THE 7TH ANNUAL FLIGHT OF THE BUTTERFLIES
Flight of the Butterflies is a lupus awareness campaign sharing stories of the brave lupus warriors. Many don’t understand lupus until they hear the walk of a warrior. Flight of the Butterflies is dedicated to sharing those stories in May for lupus awareness month.
Flight of the Butterfly Trude Wessel Thilesen
This year, specifically the 2nd of May I have had Lupus for 45 years.. And I would like to take part in your campaign Stories of Hope, releasing in May (World Lupus month).

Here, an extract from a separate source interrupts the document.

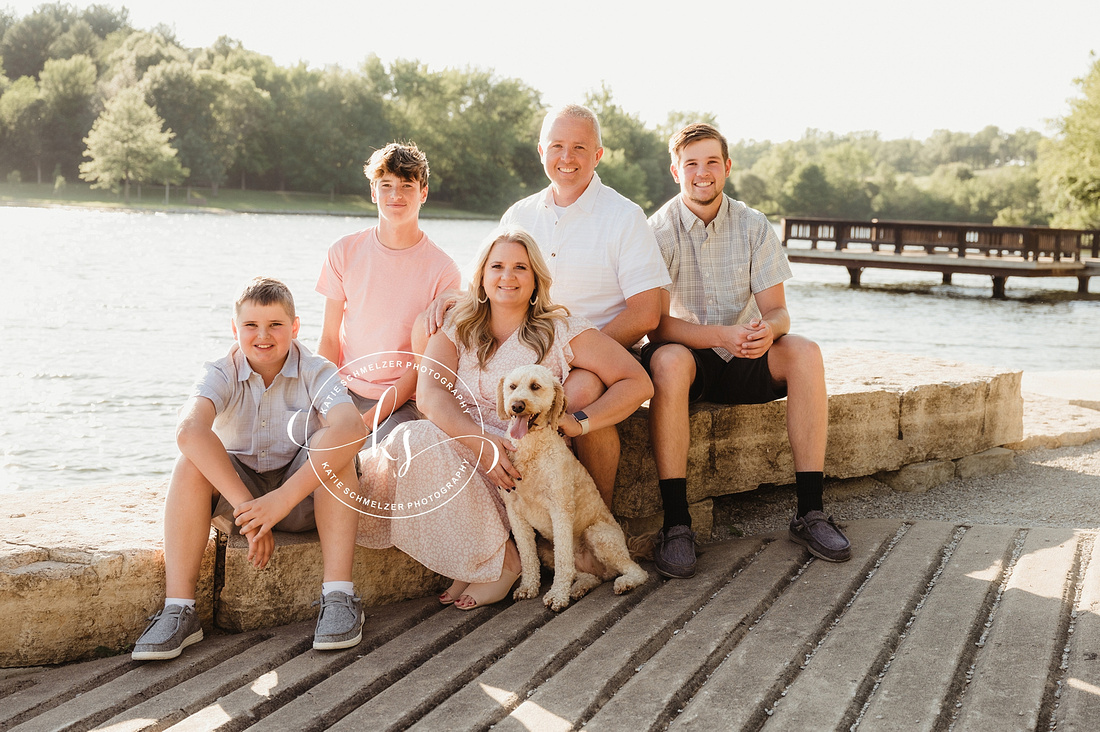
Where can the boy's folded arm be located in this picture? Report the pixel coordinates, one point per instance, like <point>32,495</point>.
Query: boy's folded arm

My name is Trude Wessel Thilesen and I live south in Norway in a city named Arendal, and I am invisible sick. An early Spring day in 1974 my life suddenly changed to be worse. I came home from school and was terribly ill. My mother had only one advice and that was to seek a doctor immediately. The doctor concluded very fast that I was seriously ill and I got straight into the children’s section at my hospital (I was only 11 years old). There I got true several examinations and tests. I was there for seven weeks and I specifically remember that I got to celebrate our National Day (Costume Day) the 17th of May there. After the examinations was finished they still could not figure out what was wrong with me. But they knew for sure it was a rheumatic disease I have gotten, but not Rheumatoid Arthritis (RA). So they released me with the medicine Cortisone (Prednisone) in the “luggage”. After treated this way I got much better.
Yes, so much better it went for me that the doctors believed I had gotten well again. But, this was to good to be true, so when I had turned 16 years old this strange disease decided to bloom again with a flare. This time the doctors sent me to a rheumatic hospital in Oslo. They was specialists in rheumatic diseases. I was there for 2 months. Also there I went through many examinations and tests. The last day, the release day, I got to speak with a rheumatologist and this he was now about to tell me should change my whole life. I had got the rheumatic disease Lupus, Systemic Lupus Erythematosus (SLE). This was for me very unknown. What was really this? I finished high school, and which I recently had started that Autumn. So I was on my way into work possibilities. I become a secretary. My first work was at the local police office in my city (Arendal). And my last work was in the biggest hospital in our Capital Oslo.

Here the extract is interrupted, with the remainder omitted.